8 MDH de pertes par jour de grève confirmés par ADM
Quatre débrayages de deux jours chacun ont eu lieu depuis avril dernier avec un taux de participation de 100%, à en croire Abdellatif Soutih. Le dernier en date a été observé les 25 et 26 mai dernier. «Les pertes engendrées sont estimées à 8 MDH par jour de grève», déplore Abdellatif Soutih qui ajoute que «les exploitants ne demandent pas forcément l’intégration à ADM mais exigent un cadre social sécurisé et évolutif. Entre l’année de l’arrivée du nouveau DG (2014, ndlr) et la fin de l’année 2016, nous n’avons fait aucune grève. Nous étions réceptifs aux signes positifs de M. Benazzouz. Et même quand l’UMT avait décidé de mener une grève nationale dans tous les secteurs, nous étions le seul secteur au Maroc à ne pas l’observer», poursuit notre interlocuteur.
Interpellé sur le montant des pertes avancé par les syndicats, Benazzouz ne le dément pas mais plutôt le justifie. «Quand il s’agit de la sécurité de nos usagers tous les moyens sont mis en œuvre. ADM est consciente que tout projet de changement nécessite une phase de transition et d’efforts exceptionnels pour être en phase avec sa nouvelle mission. Nous ne considérons pas que ces efforts soient une perte mais des moyens supplémentaires mis à contribution pour préserver la sécurité des clients-usagers. C’est donc un paramètre qui est intégré en amont dans la gestion des événements qui peuvent surgir sur les axes autoroutiers», précise-t-il.
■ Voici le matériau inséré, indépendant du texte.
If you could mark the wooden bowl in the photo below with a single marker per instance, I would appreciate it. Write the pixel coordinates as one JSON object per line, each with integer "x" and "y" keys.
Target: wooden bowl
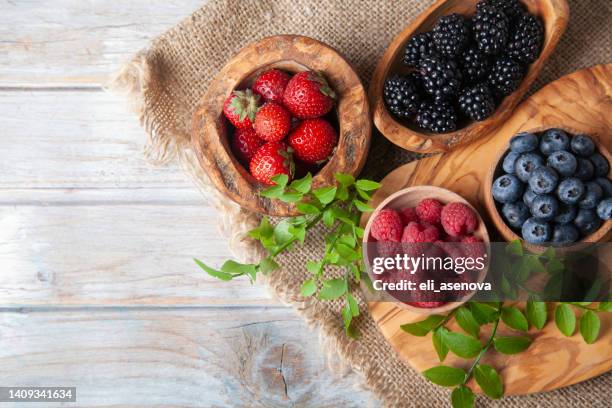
{"x": 554, "y": 15}
{"x": 410, "y": 197}
{"x": 601, "y": 235}
{"x": 290, "y": 53}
Précisons enfin qu’après la dernière grève des exploitants et des cadres et techniciens d’ADM, un comité interministériel a tenu une réunion ce mardi 30 mai à Rabat au siège du ministère de l’intérieur. Toutes les parties prenantes y sont représentées, à savoir ADM, les représentants de plusieurs départements ministériels dont l’emploi, le transport ainsi que les trois syndicats en plus d’un représentant de la centrale syndicale de l’UMT. «Un PV a été paraphé pour officialiser la reprise des négociations», nous précise une source syndicale. «Le comité interministériel, ADM et les partenaires sociaux travaillent sur une solution que nous espérons pérenne, répondant à la garantie de l’emploi et à la préservation des acquis sociaux», conclut le DG d’ADM. (Affaire à suivre).